RISC OS Open: Forum: Filename Translation

Jun 7, 2021 4:18pm

Steffen Huber (91) 1953 posts

The reason for the diversion into international issues is that these days other filing systems can handle names that just cannot be represented under RISC OS.

But Theo’s point was that, if you use UTF-8 encoding throughout, that RISC OS can handle all those i18n filenames. Not that their name will look the same on both OSes, but the name mapping can be 1:1, because RISC OS can handle top-bit-set 8bit characters in filenames without problems. So you can always do host-fs-whatever-encoding-is-used to UTF-8 encoding and show the result on the RISC OS side. At least, this allows access of all files.

Then, you can still allow the user to restrict the client’s FS to a subset with e.g. encoding conversion to the RISC OS alphabet.

Jun 8, 2021 8:47am

Colin (478) 2433 posts

Can you elaborate on how utf8 can be used?

As I see it:

1) local storage filenames are encoded in the current territory

2) remote storage filenames are encoded in unicode

3) To copy from local to remote ignoring other filing system differences you need to translate territory→unicode.

4) To copy from remote to local you need to translate unicode→territory

If in 4 instead of unicode→territory you do unicode→utf8 then you have changed the filename and would save as different file if you double clicked on a file, modified and saved.

The only way I can see utf8 working is if the current territory uses utf8.

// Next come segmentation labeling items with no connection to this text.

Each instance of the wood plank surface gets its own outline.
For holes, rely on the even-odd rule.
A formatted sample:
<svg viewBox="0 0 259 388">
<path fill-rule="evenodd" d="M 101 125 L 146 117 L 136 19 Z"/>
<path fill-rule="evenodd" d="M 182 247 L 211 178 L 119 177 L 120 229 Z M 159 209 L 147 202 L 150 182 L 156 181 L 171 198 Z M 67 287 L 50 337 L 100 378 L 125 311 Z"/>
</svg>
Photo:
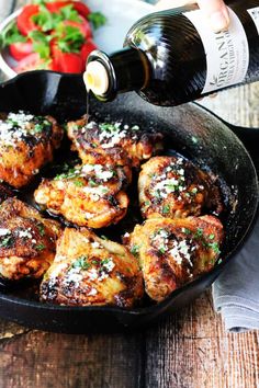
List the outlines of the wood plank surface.
<svg viewBox="0 0 259 388">
<path fill-rule="evenodd" d="M 16 7 L 26 1 L 16 1 Z M 0 0 L 0 16 L 10 2 Z M 259 126 L 258 84 L 202 103 Z M 230 334 L 211 292 L 144 332 L 68 335 L 0 320 L 0 388 L 257 388 L 259 331 Z"/>
</svg>

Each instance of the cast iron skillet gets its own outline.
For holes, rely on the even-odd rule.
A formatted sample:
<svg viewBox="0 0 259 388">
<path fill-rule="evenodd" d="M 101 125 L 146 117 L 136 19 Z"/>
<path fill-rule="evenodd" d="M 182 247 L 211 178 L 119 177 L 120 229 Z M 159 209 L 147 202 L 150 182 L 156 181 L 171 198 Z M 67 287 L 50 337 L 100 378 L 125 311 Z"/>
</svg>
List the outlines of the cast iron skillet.
<svg viewBox="0 0 259 388">
<path fill-rule="evenodd" d="M 150 105 L 135 93 L 112 103 L 91 102 L 100 117 L 151 126 L 167 134 L 167 147 L 218 175 L 226 205 L 223 263 L 209 274 L 173 292 L 165 301 L 136 309 L 112 307 L 59 307 L 23 296 L 22 290 L 0 292 L 0 316 L 49 331 L 83 333 L 146 326 L 195 298 L 233 260 L 246 240 L 258 205 L 258 180 L 254 163 L 239 139 L 222 121 L 194 104 L 167 109 Z M 79 76 L 33 71 L 0 87 L 0 112 L 29 110 L 71 119 L 86 112 L 86 90 Z M 245 130 L 245 129 L 244 129 Z M 255 133 L 257 129 L 255 129 Z"/>
</svg>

Would love to be proven wrong.

Jun 8, 2021 9:23pm

David J. Ruck (33) 1636 posts

It’s got to be ~~turtles~~ UTF-8 all the way down.

Jun 9, 2021 7:24am

Colin (478) 2433 posts

If that is a reply to my post do you mean the current territory needs to be utf8 or something else?

Jun 9, 2021 8:26am

GavinWraith (26) 1563 posts

Lua, and RiscLua, has a utf8 library.

*lua
Lua 5.4.3  Copyright (C) 1994-2021 Lua.org, PUC-Rio
RiscLua 8.4  (VFP)
> for name,_ in pairs (utf8) do print(name) end
offset
len
codepoint
char
charpattern
codes
>

See the manual for what they do.

Jun 9, 2021 9:04am

David J. Ruck (33) 1636 posts

@Colin, the only sensible option is ubiquitous UTF-8 support throughout the operating system. As soon as you start converting between UTF-8 and 8 bit character you are going run in to display issues and characters which get translated back to something different.

Jun 9, 2021 10:48am

Chris Hall (132) 3558 posts

A horrible fudge that will annoy everyone is to handle filenames ignoring whether they are UTF-8 or Latin-1 (it is not possible to tell) except when displaying on screen in a filer window. When displaying on screen then any valid two- three- or four- character UTF-8 sequence can be translated to Latin-1 where there is a valid Latin-1 character that corresponds. Single character utf-8 characters (Ax, Bx) are compatible with Latin-1. Unless all characters in the filename have a Latin-1 equivalent, leave it untranslated. Ducks to avoid brickbats.

Jun 9, 2021 2:19pm

Colin (478) 2433 posts

@David Yes a utf8 os is the best solution but lets face it it is never going to happen.

Jun 9, 2021 7:23pm

Steffen Huber (91) 1953 posts

Can you elaborate on how utf8 can be used?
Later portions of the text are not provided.